So I’m thinking to move from bridged wireless network to routed. Now I have like 7 sites (2-3sectors/site), all linked daisychain/star topology… See attached example. In A there is linux server, now serving as NAT gateway / traffic shaper, with own created user management. User get IP from DHCP. With routed setup I can link F and G sites and make ring failover… As I know linux well, I thinking about tunnel vlans from all sites to linux server, this gives me separate access to sites and keep DHCP running. Vlans on some routed protocols (static, ospf, mpls?)… So the main question is, what posibilities are to implement this setup using OSPF or similar?

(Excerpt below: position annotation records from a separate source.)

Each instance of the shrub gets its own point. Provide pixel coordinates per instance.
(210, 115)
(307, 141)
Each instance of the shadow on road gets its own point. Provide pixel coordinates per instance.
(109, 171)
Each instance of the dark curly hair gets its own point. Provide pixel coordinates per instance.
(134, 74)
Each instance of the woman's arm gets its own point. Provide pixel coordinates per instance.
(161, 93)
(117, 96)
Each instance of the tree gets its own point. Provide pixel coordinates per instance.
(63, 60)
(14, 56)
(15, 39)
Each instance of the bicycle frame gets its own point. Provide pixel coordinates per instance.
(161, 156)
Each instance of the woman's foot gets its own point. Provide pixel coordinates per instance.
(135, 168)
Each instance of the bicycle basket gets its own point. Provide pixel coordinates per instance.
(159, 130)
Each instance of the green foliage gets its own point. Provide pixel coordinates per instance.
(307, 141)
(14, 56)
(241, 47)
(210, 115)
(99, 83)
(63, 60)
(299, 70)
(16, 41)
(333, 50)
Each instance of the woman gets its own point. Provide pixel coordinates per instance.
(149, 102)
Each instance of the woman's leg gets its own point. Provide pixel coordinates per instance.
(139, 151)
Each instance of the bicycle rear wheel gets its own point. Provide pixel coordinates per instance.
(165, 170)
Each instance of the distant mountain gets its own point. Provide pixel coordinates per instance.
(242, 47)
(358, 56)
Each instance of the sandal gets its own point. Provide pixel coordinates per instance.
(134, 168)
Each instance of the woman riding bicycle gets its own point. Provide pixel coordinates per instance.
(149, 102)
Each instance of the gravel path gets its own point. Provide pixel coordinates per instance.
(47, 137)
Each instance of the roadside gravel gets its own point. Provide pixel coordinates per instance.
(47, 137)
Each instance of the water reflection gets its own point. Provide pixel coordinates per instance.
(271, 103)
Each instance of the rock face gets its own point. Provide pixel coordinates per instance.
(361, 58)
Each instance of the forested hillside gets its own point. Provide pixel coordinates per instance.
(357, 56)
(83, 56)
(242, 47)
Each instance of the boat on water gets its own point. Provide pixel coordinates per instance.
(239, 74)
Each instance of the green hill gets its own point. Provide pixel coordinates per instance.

Star topology is a network topology which consists of a central node, to which all other nodes are connected. Your network is not a star topology.
You can implement ospf for routing between sites. For L2 communication the easiest would be to use eoip but mpls/vpls would give you the best performance.
Not sure about eoip on linux but vpls is certainly vendor independent.
Have you considered replacing your linux box with a router? A CCR1009 is enough to handle your scenario, will set you off by about $400 and you will no longer need to worry about compatibility issues.
If you’re using L2 connectivity just to make DHCP work you should look into DHCP relay. Then you could go L3 to the AP and still have one central DHCP server.
Thanks guys for answers. As I know for now(after lot searching), that vlans not possible on routed L3 network. Looked like easy and convenient way to manage network… So I will consider other known ways to do that, but allways looking for sweet spot
If you think about it, this makes sense right? Routing is a layer3 thing. VLANs are a layer2 thing. They’re completely different from each other.
That’s why you’d need VPLS or EoIP tunnels - because you’d use tunnels to carry the layer2 information across a layer3 network.